The Tokyo airport “went from 0 to 100, real quick,” as they say. Coming out of the gates, I noticed that the signs were miles beyond my capability to read them, but most were accompanied by English. There was a crowd at customs, and I started to test some stock Japanese phrases with the airport staff. It was when I got to the ground transportation level that it hit me that I was actually in a different country. The place was packed with Japanese faces, and I didn’t know whether to go by train or bus to the hotel. The man at the baggage delivery service did his best to help me out, despite my bad Japanese, which made me feel more comfortable. I ended up meeting up with other SANC students and we helped each other get on to the right bus, safe and sound.
After a long ride into the heart of Tokyo, we arrived at the hotel. We checked in as a group, and were greeted by other SANC students who had arrived earlier. We decided to try our luck wandering around Shinjyuku and looking for a place to eat. Before we left one of us said, half-joking, that she wanted to eat at a conveyor-belt sushi place.
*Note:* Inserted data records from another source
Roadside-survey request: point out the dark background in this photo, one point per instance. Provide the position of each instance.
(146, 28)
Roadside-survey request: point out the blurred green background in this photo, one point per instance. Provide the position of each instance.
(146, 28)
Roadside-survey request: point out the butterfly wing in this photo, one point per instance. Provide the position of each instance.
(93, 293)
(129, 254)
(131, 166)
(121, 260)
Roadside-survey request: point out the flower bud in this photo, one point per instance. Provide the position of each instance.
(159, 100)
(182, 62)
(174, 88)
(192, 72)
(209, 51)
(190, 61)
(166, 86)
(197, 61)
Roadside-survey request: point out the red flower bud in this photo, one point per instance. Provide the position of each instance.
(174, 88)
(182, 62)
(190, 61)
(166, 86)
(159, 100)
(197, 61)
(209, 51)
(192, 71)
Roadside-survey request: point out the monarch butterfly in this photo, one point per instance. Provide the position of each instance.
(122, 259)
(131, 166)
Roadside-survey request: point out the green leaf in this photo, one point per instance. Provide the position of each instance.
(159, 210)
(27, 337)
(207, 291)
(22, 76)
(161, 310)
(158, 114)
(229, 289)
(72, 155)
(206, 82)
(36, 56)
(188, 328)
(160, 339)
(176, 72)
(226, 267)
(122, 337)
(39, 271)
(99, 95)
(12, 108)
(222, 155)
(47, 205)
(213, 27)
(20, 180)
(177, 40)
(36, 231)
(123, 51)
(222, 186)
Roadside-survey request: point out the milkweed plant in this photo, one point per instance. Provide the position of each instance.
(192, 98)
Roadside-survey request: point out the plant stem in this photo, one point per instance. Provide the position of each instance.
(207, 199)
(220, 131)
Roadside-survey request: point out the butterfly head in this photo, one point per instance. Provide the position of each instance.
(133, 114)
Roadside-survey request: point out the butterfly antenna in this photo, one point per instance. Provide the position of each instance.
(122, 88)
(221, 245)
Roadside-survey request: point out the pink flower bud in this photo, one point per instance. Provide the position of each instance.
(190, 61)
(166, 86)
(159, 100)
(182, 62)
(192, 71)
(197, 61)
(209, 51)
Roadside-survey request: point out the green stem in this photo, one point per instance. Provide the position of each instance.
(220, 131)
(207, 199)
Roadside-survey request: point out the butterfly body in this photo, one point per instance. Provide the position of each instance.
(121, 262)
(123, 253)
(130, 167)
But when we ran into one, after yelled encouragements from the host, we ended up eating there. It was novel, delicious, and surprisingly cheap. After eating, we walked around the neighborhood more, and visited the hectic, noisy and colorful habitats of the Tokyo arcade scene. One place was entirely slot machines, filled with the din of showering coinage and the scent of tobacco and vape pens, almost every machine with a uniformly dressed “salaryman” in front of it. My impression of Shinjyuku, with its vitality and colorful lights, was an urban playground.
I am writing this in my bed at Shinjyuku Washington Hotel. It is a very small, single bedroom but it has a lot of nifty Japanese features. The bath is a huge plus, especially after a day of travelling. I woke up at 4 A.M. and started writing, which I suppose means that Jet-lag is not yet defeated.
Thanks for reading. A common sign-off in Japanese is the phrase “yoroshiku onegaishimasu,” which translates to “treat me well, please,” but means a lot of different things depending on the context.